Story story story! I'm still learning this lesson as I go along. Let me explain why it is so important to get that first. It doesn't matter if your "story" is an actual story game or just a mindless beat em up. You gotta have some sort of plan, a world, names, labels, titles, whatever. Why? Well...:
You will build your characters, as the story grows you will add more characters. Once you have a good solid grasp on what the story is, you can make a much better guess at how many characters there are supposed to be, so you can set up a proper limit for yourself without falling short.
You can add titles to these characters, classes, give a rough draft of each characters personality and use that to build on what sort of classes you want, what sort of skills they should have. If you're still following me, that's already three tabs you can get moving right: Actors, Classes, Skills.
The same goes for the enemies. What are the enemies of the world? What are they going to do? Back to skills again, but this time you are using enemies to help you build up the skill database. And your enemies will be build from whatever world you have built when creating your...story!

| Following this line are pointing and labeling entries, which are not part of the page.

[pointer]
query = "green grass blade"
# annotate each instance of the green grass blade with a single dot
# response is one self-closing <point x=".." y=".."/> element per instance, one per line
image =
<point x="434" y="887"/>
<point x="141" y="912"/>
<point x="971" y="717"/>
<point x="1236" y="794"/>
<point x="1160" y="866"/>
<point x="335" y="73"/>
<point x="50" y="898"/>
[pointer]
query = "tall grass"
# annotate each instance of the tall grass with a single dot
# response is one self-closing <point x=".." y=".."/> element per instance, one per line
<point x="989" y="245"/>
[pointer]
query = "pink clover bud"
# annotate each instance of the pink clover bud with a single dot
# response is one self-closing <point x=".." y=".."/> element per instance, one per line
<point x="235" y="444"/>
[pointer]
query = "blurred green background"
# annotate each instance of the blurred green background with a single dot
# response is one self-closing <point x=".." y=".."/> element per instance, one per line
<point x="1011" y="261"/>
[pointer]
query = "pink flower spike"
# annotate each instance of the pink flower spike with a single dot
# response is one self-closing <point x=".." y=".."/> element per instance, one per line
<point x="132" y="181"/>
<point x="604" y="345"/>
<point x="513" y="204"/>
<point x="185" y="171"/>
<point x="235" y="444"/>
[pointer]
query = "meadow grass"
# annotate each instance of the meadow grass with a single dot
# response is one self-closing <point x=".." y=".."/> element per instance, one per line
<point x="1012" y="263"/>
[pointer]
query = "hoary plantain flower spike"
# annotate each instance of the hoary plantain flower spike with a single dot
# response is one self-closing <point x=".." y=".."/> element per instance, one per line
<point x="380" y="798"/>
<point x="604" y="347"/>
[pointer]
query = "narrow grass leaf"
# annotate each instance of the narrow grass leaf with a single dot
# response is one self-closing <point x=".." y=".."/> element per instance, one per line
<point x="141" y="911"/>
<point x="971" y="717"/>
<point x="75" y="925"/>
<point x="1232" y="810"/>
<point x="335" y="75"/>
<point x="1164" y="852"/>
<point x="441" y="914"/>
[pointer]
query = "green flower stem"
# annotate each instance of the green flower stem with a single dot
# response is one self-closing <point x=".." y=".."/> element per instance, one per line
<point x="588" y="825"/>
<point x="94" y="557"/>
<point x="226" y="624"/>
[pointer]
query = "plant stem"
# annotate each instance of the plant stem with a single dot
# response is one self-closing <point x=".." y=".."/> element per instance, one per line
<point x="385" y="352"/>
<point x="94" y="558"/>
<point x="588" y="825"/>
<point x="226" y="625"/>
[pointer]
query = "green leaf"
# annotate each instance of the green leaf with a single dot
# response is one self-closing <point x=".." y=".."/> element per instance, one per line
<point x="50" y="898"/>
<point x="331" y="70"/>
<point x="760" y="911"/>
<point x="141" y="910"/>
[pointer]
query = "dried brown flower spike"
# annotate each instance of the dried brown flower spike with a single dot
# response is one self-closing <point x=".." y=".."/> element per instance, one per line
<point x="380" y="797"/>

Create some events, create some actors, create a world. Pick a starting point, whatever comes easiest to flesh out for you and build on that. Then jump around and see what else materializes from what you have started. You will jump around a lot but the best place to start is probably the story/world.
All of your skills, classes, they're all going to be dictated by your world. Is it magic based? Is it techno based?
Don't rush ahead too far until you have set up your skills. But be sure to get the actors and enemies out. This way, when you do start on skills, you know where they go, you know how many you should have, etc. The Skills tab might be one of the more trickier ones to set up right because that is where all of the character actions will be dictated. From attacks, to behind the scene commands to special strikes, etc, etc.